I've come up with this:
gsub(pattern = "[a-zA-Z]\\1\\1", replacement = "", string)
in which string is the character vector, but this doesn't work. Everything else I've tried might find the pattern, but it just removes the pattern, leaving a mess. I'm trying to remove the whole word with the pattern in it.
Any ideas?
CodePudding user response:
You need
gsub("\\s*[[:alpha:]]*([[:alpha:]])\\1{2}[[:alpha:]]*", "", string)
gsub("\\s*\\p{L}*(\\p{L})\\1{2}\\p{L}*", "", string, perl=TRUE)
stringr::str_replace_all(string, "\\s*\\p{L}*(\\p{L})\\1{2}\\p{L}*", "")
See an R demo:
string <- "This is a baaaad unnnnecessary short word"
gsub("\\s*[[:alpha:]]*([[:alpha:]])\\1{2}[[:alpha:]]*", "", string)
gsub("\\s*\\p{L}*(\\p{L})\\1{2}\\p{L}*", "", string, perl=TRUE)
library(stringr)
str_replace_all(string, "\\s*\\p{L}*(\\p{L})\\1{2}\\p{L}*", "")
All yielding [1] "This is a short word".
See the regex demo. Regex details:
\s*- zero or more whitespaces\p{L}*/[[:alpha:]]*- zero or more letters(\p{L})- Capturing group 1: any single letter\1{2}- two occurrences of the same value as in Group 1\p{L}*/[[:alpha:]]*- zero or more letters.

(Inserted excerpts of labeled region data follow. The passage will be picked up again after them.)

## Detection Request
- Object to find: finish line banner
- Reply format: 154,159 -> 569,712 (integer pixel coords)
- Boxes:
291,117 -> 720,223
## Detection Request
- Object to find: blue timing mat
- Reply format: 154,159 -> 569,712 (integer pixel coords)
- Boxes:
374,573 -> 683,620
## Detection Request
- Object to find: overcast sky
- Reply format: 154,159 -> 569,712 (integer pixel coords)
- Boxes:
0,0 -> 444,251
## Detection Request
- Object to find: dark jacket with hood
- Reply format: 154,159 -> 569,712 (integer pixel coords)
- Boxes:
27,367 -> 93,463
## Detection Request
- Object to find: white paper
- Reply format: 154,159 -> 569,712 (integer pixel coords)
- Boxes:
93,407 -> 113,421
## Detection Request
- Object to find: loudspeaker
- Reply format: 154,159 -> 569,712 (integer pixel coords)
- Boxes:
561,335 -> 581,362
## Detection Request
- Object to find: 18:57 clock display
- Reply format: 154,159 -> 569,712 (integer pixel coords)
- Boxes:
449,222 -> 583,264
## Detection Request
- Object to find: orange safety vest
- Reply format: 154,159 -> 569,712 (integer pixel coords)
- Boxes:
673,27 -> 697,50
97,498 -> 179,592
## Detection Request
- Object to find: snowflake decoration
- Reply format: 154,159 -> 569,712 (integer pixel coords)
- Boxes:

CodePudding user response:
You need to assign a "capture group" to the [.] class by wrapping it in parens, since the \\1 needs something to reference:
gsub("([a-zA-Z])\\1\\1", "", "aabbbccdddee")
# [1] "aaccee"
CodePudding user response:
r2evans example with different regex:
gsub("(\\w)\\1{2, }", "", "aabbbccdddee")
[1] "aaccee"